Last week, we waged war against over-testing. This week, we’ll battle profligate differential diagnoses.

Do you remember Tom Smith, the man with fever, productive cough, and chest pain? He had a right upper lobe infiltrate and obvious community acquired pneumonia, right?

But wait, how do we know the chest pain was caused by pneumonia? What else could it be? Compleat physicians that we are, we’d hate to miss something. What about…

  • PE?
  • Pneumothorax?
  • Pleuritis?
  • TB?
  • MAC?
  • Organizing pneumonia?
  • HSP?
  • Angina?
  • MI?
  • Myocarditis?
  • Pericarditis?
  • Tamponade?
  • Aortic dissection?
  • Costochondritis?
  • Trauma?
  • Cancer?
  • Esophageal spasm?
  • Boerhaave Syndrome?
  • Peptic ulcer?
  • Cholecystitis?
  • Sickle cell?
  • Shingles?
  • Malingering?
  • Something else?

You get my point. There’s merit to expansive thinking so we don’t miss anything, but our obsession with remote possibilities can also lead to unnecessary or misleading tests- CTs, troponins, echocardiograms, serologies, invasive procedures, and more. Worse, they distract us. The goal isn’t to make a long list; our mission is to home in on the one diagnosis making the patient sick.

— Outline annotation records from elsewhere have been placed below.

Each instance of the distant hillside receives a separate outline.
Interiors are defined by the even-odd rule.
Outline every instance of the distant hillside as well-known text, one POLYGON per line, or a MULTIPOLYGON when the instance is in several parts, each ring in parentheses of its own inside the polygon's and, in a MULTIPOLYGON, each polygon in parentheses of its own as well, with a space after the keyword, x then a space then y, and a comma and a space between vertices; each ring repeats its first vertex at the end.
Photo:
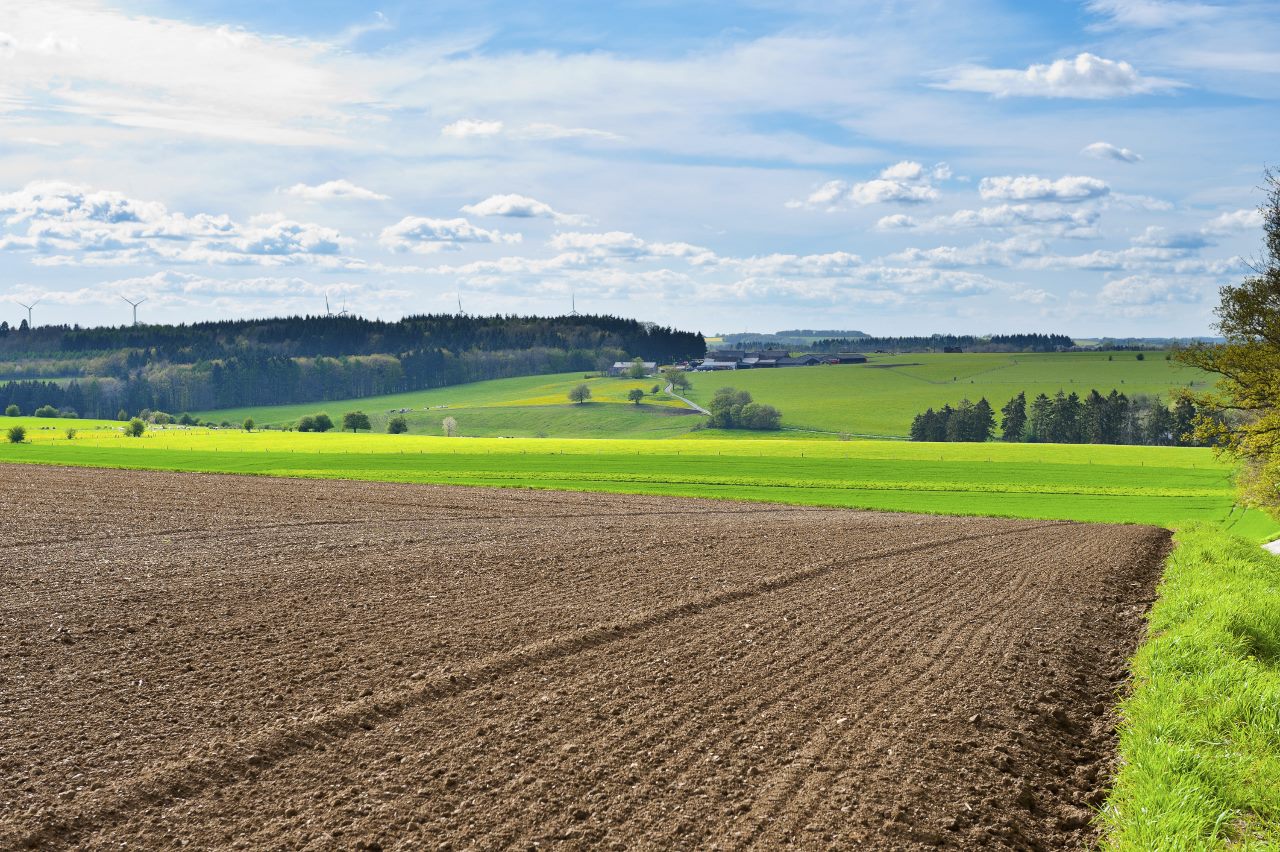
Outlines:
POLYGON ((0 408, 86 417, 323 402, 705 354, 701 334, 614 316, 352 316, 82 329, 0 324, 0 408))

So, think before you test. Which diagnoses merit attention? Are they likely? Are they even possible? If possible, are they “can’t miss?” Is the testing invasive? Risky? Complex? Expensive?

Remember, the history, physical, and routine diagnostic studies—the CBC, chemistries, urinalysis, and chest x-ray—are safe, simple, cheap, and effective. Usually, they tell you everything you need to know.

Let’s return to Tom. His pain began yesterday, so don’t worry about cancer. He denies hurting himself and his chest isn’t tender, so trauma is out. The pain is right-sided and it only hurts when he inhales, so stop worrying about heart disease and aortic catastrophes. He has no GI symptoms and no belly tenderness, so forget about peptic ulcer and cholecystitis. There’s no effusion, so it’s not pleuritis. There’s also no rash, so it’s not shingles.* Finally, let’s not fret about PE- emboli don’t cause productive cough and lobar infiltrates, and the Wells’ Score plummets when another diagnosis is more likely.

So, let’s end the profligacy and aim for parsimony. Just tell poor Tom he has pneumonia, start the antibiotics, and watch him get better. He needs rest, not tests.

Enjoy your Sunday, everyone.


*Someone will inevitably remind me that pain from Herpes zoster can precede the rash. That’s true, strictly speaking, but in this case, worrying about shingles would be obsessive.